One of these exhibits was shown in early 1935 in the Diwan Jerusalem bookstore.
Mordechai Narkis, who wrote reviews on "Davar" daily newspaper in
addition to his role as curator of the Bezalel National Museum, responded to
the exhibition and noted the pen drawings, and their "honest
innocence".
Already at this stage of her work, the women's subjects stood out: more and
more "Mother and child" drawings, more and more childhood and girl drawings
("friendship", "two sisters"), drawings and watercolors of
Arab women, laundress, Oriental dancer, etc.
The portrait of Henrietta Szold, which Neumann inked, is considered the
pinnacle of her work.
She painted women of different ages, much less males (children's head drawings,
or her father's portrait, or Berl Katzenelson's portrait, or an old man's image
- one in pastel and one in ink).
Women: "Mothers and girls - figures similar to angels, are reminiscent of
Rilke's fragile and dreamy girls, the smile on their lips ties them in a secret
thread” -described Davar art critic. Femininity
in the subject merged into what was generally regarded as
"femininity" at the personality level - the lyrical, the gentle and
the soft, which emerged in the words of all the writers about the creation of
Annie Neumann.
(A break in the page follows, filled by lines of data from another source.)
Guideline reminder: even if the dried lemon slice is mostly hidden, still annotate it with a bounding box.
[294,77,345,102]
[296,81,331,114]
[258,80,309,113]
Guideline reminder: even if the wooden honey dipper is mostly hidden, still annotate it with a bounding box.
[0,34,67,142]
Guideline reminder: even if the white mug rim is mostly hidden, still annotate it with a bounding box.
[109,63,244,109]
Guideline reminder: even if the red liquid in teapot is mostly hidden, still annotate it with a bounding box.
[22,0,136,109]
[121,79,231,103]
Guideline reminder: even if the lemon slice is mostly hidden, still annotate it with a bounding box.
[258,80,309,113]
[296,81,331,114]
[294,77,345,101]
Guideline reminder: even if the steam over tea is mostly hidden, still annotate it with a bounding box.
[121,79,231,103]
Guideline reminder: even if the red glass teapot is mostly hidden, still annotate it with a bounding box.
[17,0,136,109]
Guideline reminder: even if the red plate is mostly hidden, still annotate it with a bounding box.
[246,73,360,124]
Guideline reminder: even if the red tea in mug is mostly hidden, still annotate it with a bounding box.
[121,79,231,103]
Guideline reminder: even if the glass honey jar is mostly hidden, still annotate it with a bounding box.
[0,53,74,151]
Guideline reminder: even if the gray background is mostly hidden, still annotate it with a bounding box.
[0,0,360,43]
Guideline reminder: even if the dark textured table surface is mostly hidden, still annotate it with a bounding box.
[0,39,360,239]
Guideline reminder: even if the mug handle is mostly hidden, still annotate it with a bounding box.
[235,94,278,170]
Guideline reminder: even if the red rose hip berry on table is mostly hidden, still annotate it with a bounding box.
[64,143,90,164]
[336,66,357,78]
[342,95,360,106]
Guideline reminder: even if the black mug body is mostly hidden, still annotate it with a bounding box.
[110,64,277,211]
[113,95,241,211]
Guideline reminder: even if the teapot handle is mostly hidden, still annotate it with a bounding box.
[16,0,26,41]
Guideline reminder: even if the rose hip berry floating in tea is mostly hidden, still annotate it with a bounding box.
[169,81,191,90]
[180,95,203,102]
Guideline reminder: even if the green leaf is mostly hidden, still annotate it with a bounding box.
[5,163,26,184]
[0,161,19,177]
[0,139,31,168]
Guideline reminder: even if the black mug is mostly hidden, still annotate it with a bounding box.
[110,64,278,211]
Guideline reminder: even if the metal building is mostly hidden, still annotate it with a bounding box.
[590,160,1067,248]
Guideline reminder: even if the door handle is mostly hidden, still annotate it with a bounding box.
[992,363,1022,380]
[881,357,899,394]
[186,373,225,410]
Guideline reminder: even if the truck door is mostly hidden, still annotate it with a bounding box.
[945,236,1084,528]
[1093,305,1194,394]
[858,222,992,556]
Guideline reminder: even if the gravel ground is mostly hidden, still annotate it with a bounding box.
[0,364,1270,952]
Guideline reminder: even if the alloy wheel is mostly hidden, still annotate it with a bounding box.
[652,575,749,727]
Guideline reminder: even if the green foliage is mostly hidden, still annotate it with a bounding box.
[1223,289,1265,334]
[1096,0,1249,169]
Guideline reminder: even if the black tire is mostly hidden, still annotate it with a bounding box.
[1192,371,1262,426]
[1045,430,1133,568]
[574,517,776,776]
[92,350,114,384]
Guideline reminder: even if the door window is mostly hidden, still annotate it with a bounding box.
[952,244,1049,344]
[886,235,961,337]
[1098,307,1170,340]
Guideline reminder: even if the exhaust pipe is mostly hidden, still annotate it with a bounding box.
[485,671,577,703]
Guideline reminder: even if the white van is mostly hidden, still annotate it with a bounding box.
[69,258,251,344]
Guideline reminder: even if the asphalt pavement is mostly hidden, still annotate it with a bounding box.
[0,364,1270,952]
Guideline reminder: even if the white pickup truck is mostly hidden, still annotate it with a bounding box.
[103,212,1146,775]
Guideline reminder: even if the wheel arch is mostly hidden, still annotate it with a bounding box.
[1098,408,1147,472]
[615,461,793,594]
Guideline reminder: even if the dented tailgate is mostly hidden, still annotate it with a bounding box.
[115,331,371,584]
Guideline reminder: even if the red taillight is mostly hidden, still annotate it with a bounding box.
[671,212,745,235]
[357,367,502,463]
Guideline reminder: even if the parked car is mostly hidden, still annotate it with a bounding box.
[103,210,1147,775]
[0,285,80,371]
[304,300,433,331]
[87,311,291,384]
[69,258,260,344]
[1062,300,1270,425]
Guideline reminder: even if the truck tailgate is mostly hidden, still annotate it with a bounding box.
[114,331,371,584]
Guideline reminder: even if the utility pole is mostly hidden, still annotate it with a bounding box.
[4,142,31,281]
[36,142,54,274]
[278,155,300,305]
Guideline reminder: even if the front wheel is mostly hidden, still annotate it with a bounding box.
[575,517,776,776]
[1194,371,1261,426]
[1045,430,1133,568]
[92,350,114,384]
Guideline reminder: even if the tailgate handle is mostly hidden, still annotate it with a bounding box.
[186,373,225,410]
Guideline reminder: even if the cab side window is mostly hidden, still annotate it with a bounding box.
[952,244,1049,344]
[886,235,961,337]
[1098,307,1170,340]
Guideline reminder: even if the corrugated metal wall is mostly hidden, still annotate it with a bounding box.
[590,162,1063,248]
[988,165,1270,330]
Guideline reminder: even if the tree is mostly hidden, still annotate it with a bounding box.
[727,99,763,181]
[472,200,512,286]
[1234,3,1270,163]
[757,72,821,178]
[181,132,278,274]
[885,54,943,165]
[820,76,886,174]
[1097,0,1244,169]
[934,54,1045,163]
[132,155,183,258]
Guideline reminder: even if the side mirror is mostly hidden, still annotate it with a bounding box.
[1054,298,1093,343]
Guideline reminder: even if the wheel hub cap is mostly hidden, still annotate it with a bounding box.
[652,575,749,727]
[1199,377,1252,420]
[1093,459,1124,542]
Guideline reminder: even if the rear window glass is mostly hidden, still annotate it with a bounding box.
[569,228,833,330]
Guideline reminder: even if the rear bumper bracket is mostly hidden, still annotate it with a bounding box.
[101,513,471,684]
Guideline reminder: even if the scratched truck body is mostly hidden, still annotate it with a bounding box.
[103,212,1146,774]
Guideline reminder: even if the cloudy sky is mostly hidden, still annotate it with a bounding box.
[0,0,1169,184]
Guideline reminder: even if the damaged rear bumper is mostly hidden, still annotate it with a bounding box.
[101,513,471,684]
Therefore, DA Friedman's criticism of her exhibit at the Tel
Aviv Museum in 1949, is filled with notes and descriptions, such as "Each
picture is a charming little poem in its shortness and diminution, its ease and
fragrance ...".
In addition to Book of Ruth, Annie Neumann also illustrated the Book of Judith
- another woman greater than life. Annie Neumann was basically a realistic-academic
artist, even though her watercolor drawings and paintings often tended to free
lyricism (which is always a pinch of melancholy). In other words, Annie Neumann
did not in any way connect with the local modernist moves, whether they were Parisian
or Berlin Expressionists, neither the abstraction. "As if painting to her
soul, naively, seriously and modestly," Friedman wrote. "She
does create for the sake of the audience, but by the artistic urge in her
heart." Lisette Levy wrote about her exhibition in 1949.
And might be, that this was "femininity" in a pre-feminist sense, i.e.
- giving up the occupation breakthrough, the forcefulness, insistence on
originality at all costs. And instead of all - humility, modesty, quiet and…
love. I didn't get to know Annie Neumann. I was a child when she passed
away. And yet, I feel the purity and clear soul that she had, and even
reminds me of someone I loved and still love. Not coincidentally, her
heart was conceived by Albert Schweitzer in the mark of grace, good and
beautiful. Annie Neumann (originally Anna, but it was all Annie; her name was also
engraved in Nahalat-Yitzhak cemetery as "Annie Neumann") died in 1955
when she was only 48.
In 1964 an album of her works was published by Hadar Publishing House, Tel
Aviv. Batia Lishansky initiated the book publishing.
The short introduction by Haim Gamzu was copied from his short remarks about
Annie Neumann in "Painting and Sculpture in Israel", 1957 edition. The above-mentioned remarks were written by Gamzu
in 1956 on the occasion of a memorial exhibition held for her.
Source: Dr. Gideon Ofrat, Israel's preeminent
curator, art critic, and art historian.